A YouTube stuntman buries himself alive for 24 hours in a box stuffed with provisions—and a camera. On IGTV, a globally revered musician hosts an intimate concert. A gamer on Twitch streams a battle royale to thousands from her bedroom. And a writer leaves their role with a major publisher to launch on Substack and self-publish a book.
This is the creator economy, where stars are self-made in suburban living rooms and millions of fans peek through the curtains.
A little more than a decade ago, a few large media companies, music labels, and publishers owned the creator-to-fan pipeline, deciding who and what audiences see, and wielding total financial power over those creators and their content. Then came the resistance.
A new, digitally native playing field allowed creators to become their own publishers. Monetization tools soon followed, and the audience-first business was born. The top tier of these personas-cum-moguls now carry massive influence, with platforms wooing them with funding, brands clamoring for partnerships, and devotees gobbling up any product they promote.
While creators now have countless tools to build and access audiences, for the most part, they don’t own them.

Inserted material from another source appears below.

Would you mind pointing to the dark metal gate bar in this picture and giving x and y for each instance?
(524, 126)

The easel to this canvas is yet another group of entrepreneurs—the tech founders building the tools that scaffold this economy. Platforms like Twitch, Patreon, and TikTok emerged to democratize distribution and allow creators to reach audiences directly.
On the surface, this evolution is a net positive for creators, as they can reach legions of fans at the push of a button. But it’s come at a price. While creators now have countless tools to build and access audiences, for the most part, they don’t own them.
Still asking for permission
Trading independence for influence may seem like a bargain, but as countless examples show, it leaves creators at the mercy of unforeseen policy changes, algorithm updates, fickle users, and shuttered networks. Without reason or warning, what you’ve built can vanish in an instant.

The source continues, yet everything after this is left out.